Brightline currently models five companies that can be customized by the
user. Additionally, the shareowners (owners) of one of the five
companies are given the potential to become actively involved in running
the company, should the company's performance fall below their
expectations. The company assigned to have potentially active
shareholders will be called the "Focus" company.
Scope
The Brightline simulation encompasses
five companies from any given industry competing against each other for
a fixed pool of consumers. All parameters in the simulation are created
to operate on a random basis. The user then adds certain
"influences" to the basic random nature of the program to
entice the companies and consumers to act in a manner consistent with a
certain market. The time span for the market competition can be
determined by the user, but ten to fifteen years is suggested for
purposes of simulating the long term investing typically used by
institutional investors.
The five companies must compete in the
presence of potential government regulation and shareowner
"moderation" of their externalization practices. The fixed
pool of consumers represents the total market for the industry. The
fraction of the total customer pool using a given company as its
supplier therefore represents that company's market share in the
industry. Highlights of the simulation are described below:
Principles of Customer Movement:
Consumers, or customers, are directly correlated to earnings in
Brightline. Companies therefore compete to gain and retain the largest
customer base possible. Consumers are attracted to companies with the
lowest price product, also known as the best value supplier. Companies
can only make their product more attractive by increasing their
externalization and, therefore, lowering the price of their product.
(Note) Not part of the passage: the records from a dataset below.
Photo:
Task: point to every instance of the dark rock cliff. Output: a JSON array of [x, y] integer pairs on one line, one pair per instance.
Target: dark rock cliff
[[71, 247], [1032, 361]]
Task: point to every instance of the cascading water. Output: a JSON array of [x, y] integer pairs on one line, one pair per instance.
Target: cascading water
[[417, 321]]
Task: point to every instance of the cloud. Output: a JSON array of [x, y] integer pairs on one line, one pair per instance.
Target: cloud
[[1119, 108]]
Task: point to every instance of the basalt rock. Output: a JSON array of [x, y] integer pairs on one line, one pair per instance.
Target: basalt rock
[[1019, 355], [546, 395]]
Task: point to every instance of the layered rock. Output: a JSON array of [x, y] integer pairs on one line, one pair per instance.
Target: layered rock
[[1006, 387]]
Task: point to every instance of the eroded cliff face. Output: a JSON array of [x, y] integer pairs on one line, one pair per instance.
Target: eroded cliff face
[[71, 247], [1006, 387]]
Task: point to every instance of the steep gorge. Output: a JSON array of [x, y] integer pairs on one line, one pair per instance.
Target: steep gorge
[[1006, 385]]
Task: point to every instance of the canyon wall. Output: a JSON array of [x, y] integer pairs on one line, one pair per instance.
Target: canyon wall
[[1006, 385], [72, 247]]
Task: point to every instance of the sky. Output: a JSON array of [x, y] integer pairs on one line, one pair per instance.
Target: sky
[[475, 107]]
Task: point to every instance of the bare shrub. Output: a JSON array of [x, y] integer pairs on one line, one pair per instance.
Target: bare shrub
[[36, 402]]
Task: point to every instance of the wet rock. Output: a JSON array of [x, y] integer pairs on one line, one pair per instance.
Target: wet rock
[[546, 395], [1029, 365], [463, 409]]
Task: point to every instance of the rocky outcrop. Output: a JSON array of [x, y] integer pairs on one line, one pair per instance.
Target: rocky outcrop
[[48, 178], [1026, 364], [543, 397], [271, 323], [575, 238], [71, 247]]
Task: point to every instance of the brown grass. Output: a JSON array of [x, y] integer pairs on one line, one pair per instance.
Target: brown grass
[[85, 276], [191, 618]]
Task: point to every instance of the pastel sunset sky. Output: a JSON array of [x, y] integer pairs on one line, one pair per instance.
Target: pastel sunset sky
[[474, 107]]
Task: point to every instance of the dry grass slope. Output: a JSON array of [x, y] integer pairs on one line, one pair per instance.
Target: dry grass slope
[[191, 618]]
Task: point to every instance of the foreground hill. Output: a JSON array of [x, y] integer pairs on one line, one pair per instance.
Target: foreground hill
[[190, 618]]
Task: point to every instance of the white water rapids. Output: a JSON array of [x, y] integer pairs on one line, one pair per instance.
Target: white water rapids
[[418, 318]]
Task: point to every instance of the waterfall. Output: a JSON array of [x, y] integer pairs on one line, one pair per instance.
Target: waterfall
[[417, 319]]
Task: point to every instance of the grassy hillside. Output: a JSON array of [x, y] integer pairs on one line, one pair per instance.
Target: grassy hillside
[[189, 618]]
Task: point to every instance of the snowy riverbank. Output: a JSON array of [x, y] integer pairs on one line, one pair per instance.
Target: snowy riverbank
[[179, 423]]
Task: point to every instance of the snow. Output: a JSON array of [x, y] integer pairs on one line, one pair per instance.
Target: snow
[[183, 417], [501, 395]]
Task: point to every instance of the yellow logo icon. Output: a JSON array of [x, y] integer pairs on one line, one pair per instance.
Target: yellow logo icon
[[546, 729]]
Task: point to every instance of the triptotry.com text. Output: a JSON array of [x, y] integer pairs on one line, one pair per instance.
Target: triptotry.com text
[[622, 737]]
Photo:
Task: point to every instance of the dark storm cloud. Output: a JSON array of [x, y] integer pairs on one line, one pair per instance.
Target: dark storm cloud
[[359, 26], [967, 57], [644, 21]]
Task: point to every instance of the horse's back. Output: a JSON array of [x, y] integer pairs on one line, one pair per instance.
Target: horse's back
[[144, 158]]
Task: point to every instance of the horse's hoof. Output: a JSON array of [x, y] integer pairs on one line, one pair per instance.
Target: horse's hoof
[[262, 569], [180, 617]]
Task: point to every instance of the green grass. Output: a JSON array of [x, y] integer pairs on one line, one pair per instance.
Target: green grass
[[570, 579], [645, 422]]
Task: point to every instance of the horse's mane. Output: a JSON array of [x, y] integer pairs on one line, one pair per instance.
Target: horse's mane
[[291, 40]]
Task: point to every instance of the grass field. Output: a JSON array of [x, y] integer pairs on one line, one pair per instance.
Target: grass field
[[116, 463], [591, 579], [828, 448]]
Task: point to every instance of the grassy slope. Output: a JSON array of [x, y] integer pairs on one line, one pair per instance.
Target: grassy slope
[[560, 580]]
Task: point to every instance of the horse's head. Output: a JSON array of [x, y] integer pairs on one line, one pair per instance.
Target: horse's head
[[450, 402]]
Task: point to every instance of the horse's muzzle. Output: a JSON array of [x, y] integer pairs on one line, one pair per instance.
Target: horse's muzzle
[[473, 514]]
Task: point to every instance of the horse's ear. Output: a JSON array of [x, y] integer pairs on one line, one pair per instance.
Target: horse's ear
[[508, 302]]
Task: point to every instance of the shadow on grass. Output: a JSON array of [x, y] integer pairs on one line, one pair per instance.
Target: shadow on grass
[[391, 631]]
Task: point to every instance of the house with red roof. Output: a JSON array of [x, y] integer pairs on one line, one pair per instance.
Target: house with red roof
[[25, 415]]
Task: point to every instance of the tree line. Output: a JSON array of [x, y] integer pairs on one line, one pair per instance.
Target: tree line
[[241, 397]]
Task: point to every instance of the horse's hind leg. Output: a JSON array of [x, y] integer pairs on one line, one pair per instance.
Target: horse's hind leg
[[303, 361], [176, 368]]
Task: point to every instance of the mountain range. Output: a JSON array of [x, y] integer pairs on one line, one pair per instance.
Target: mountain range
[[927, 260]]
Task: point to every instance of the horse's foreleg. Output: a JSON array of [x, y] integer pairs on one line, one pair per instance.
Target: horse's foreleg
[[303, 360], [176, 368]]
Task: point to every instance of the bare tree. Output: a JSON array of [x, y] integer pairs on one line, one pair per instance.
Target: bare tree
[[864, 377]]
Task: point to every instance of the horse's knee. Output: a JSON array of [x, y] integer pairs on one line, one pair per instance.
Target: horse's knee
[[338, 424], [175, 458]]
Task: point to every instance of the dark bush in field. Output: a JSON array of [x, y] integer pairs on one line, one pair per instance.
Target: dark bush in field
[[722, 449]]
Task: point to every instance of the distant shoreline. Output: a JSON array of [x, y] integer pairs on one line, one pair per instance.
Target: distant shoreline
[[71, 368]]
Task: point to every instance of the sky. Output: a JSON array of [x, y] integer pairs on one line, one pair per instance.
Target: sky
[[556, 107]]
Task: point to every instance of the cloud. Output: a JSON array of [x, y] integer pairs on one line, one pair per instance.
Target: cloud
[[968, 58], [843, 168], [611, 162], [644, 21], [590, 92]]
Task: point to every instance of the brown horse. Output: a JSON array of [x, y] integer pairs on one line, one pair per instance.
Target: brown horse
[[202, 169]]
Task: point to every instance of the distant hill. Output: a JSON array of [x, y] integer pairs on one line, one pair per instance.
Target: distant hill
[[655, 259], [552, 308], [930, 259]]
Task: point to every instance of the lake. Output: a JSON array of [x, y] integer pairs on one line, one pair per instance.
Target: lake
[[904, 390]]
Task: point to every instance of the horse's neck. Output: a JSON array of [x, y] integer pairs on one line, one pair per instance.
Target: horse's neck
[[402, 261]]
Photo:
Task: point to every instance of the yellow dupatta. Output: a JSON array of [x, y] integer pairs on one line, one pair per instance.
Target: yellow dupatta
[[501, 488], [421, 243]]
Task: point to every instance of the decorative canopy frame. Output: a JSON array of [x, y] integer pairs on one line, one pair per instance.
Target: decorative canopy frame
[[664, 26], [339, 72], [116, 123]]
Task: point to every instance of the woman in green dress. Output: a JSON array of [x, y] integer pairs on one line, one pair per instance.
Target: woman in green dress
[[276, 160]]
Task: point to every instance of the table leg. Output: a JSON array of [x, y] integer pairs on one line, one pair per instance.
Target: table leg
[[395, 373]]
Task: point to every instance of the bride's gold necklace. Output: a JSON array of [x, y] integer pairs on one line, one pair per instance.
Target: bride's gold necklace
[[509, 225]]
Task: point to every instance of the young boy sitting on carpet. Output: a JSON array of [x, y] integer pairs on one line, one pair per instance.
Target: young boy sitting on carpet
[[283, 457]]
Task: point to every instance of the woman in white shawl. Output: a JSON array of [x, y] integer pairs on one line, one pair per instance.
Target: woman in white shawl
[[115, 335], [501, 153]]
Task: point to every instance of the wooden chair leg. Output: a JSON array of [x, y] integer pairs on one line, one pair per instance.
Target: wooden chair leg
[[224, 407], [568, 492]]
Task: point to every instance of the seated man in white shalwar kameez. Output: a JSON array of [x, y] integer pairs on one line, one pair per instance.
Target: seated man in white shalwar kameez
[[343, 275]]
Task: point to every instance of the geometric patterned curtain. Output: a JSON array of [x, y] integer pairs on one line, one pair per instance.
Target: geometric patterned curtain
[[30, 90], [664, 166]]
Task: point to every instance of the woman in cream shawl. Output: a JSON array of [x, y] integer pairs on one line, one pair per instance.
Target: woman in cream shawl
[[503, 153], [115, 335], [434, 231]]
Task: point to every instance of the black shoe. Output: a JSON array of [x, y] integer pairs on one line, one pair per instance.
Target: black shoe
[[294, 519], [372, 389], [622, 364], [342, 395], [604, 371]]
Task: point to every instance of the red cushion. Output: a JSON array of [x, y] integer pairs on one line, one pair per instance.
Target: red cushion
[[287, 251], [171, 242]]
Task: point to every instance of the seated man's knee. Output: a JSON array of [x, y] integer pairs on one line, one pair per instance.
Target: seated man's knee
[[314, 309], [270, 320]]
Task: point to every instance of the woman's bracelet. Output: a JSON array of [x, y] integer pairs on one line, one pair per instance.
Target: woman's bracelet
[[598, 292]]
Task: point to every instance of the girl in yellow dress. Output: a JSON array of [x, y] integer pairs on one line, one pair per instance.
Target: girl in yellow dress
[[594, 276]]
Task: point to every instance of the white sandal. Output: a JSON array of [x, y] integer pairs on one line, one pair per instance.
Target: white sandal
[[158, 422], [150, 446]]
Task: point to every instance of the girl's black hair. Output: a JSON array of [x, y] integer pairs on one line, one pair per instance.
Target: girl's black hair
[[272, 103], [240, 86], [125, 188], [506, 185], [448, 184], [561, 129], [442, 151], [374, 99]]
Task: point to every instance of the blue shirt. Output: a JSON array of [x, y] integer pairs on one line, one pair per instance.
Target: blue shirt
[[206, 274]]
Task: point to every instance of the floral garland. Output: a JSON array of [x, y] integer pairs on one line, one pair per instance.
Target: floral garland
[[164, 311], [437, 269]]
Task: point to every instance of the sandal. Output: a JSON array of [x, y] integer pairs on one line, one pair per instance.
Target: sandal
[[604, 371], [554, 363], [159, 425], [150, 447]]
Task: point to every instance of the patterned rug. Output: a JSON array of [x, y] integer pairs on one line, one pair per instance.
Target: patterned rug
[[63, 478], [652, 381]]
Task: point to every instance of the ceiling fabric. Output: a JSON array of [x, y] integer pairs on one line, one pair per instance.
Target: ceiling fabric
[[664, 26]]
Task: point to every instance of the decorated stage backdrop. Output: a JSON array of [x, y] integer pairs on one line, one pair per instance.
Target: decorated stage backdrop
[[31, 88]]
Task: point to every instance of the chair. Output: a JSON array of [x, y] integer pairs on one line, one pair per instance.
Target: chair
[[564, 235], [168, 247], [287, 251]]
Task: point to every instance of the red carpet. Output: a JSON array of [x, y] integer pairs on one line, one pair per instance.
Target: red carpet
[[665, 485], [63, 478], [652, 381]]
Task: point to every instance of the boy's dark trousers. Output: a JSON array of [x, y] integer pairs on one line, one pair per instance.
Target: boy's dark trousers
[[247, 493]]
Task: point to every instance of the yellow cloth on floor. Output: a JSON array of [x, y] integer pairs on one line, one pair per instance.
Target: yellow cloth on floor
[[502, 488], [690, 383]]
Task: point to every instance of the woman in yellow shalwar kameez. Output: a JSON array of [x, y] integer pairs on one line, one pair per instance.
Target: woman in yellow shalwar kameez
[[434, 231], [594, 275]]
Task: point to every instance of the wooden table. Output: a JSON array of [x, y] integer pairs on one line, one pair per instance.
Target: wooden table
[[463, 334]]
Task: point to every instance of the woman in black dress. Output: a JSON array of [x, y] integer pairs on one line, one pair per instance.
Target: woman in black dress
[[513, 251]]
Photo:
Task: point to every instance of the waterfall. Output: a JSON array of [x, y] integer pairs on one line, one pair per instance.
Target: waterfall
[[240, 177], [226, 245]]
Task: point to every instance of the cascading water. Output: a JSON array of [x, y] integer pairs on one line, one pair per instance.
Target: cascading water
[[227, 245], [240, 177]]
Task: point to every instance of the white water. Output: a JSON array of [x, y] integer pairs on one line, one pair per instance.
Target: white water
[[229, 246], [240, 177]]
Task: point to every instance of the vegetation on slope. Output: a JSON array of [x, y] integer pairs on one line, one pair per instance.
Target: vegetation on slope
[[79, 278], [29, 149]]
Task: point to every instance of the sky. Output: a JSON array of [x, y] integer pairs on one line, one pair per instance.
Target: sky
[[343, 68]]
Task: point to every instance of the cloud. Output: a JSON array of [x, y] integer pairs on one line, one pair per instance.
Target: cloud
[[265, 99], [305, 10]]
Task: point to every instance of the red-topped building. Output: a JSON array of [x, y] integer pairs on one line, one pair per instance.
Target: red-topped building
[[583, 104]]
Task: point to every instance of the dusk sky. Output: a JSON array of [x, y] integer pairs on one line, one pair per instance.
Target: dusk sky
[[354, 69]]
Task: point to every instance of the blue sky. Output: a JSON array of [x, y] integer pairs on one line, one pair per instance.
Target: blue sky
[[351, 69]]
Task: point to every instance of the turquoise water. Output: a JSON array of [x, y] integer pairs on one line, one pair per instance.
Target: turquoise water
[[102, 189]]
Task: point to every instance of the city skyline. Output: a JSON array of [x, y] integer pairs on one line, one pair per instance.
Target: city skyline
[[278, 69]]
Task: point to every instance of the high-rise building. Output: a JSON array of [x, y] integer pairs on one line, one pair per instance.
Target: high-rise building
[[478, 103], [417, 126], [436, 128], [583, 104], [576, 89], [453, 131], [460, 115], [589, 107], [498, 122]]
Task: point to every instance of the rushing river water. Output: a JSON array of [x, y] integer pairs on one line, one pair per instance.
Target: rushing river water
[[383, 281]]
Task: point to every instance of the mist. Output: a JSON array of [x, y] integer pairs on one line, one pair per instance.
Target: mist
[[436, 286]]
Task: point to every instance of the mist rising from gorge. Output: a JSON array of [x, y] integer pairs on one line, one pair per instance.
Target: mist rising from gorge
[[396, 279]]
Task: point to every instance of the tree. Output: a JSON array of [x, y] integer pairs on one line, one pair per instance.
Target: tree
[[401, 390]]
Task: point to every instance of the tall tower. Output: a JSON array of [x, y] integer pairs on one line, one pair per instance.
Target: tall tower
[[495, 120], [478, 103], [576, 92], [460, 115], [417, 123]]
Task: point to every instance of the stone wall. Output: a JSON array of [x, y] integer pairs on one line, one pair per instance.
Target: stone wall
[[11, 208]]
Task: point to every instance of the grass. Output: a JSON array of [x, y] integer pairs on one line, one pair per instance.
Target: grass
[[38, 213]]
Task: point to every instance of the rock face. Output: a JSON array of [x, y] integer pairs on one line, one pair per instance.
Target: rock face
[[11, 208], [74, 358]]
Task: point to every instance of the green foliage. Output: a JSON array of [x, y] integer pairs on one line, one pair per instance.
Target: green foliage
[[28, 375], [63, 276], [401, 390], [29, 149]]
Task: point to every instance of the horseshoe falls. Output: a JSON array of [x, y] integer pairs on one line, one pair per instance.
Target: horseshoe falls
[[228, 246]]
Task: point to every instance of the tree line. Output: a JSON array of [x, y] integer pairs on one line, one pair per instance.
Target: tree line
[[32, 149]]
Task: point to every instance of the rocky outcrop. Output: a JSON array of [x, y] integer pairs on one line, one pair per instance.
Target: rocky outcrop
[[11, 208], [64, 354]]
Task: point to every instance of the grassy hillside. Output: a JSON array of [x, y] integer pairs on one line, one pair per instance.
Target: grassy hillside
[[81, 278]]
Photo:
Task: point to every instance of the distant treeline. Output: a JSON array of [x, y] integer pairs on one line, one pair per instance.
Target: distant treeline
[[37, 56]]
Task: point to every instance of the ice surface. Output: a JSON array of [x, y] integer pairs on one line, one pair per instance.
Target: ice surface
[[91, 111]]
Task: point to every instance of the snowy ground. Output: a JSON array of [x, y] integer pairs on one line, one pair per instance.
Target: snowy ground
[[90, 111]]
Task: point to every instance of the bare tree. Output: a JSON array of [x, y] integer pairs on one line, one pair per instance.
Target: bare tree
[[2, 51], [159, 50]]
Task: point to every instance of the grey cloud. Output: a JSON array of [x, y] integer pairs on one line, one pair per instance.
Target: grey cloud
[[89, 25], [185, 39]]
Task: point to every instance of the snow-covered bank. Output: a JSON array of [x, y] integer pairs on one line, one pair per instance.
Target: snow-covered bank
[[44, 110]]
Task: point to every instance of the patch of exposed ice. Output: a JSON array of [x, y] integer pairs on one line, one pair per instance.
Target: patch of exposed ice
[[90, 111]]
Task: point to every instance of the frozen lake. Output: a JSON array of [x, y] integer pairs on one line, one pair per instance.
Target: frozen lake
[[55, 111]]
In the Brightline simulation, customers will remain with their current
supplier until they notice a lower price supplier. Once
"seen", through a survey of the market, they will consider
moving to the new supplier according to predefined Brand Loyalty
levels.
Government and Shareowner
Intervention: When a company is externalizing beyond the
government-defined legal limit, the government can impose a fine and
bring the company's externalization back down below the legal limit
for a set amount of time. Fining therefore makes the illegally
operating company less competitive for a set amount of time.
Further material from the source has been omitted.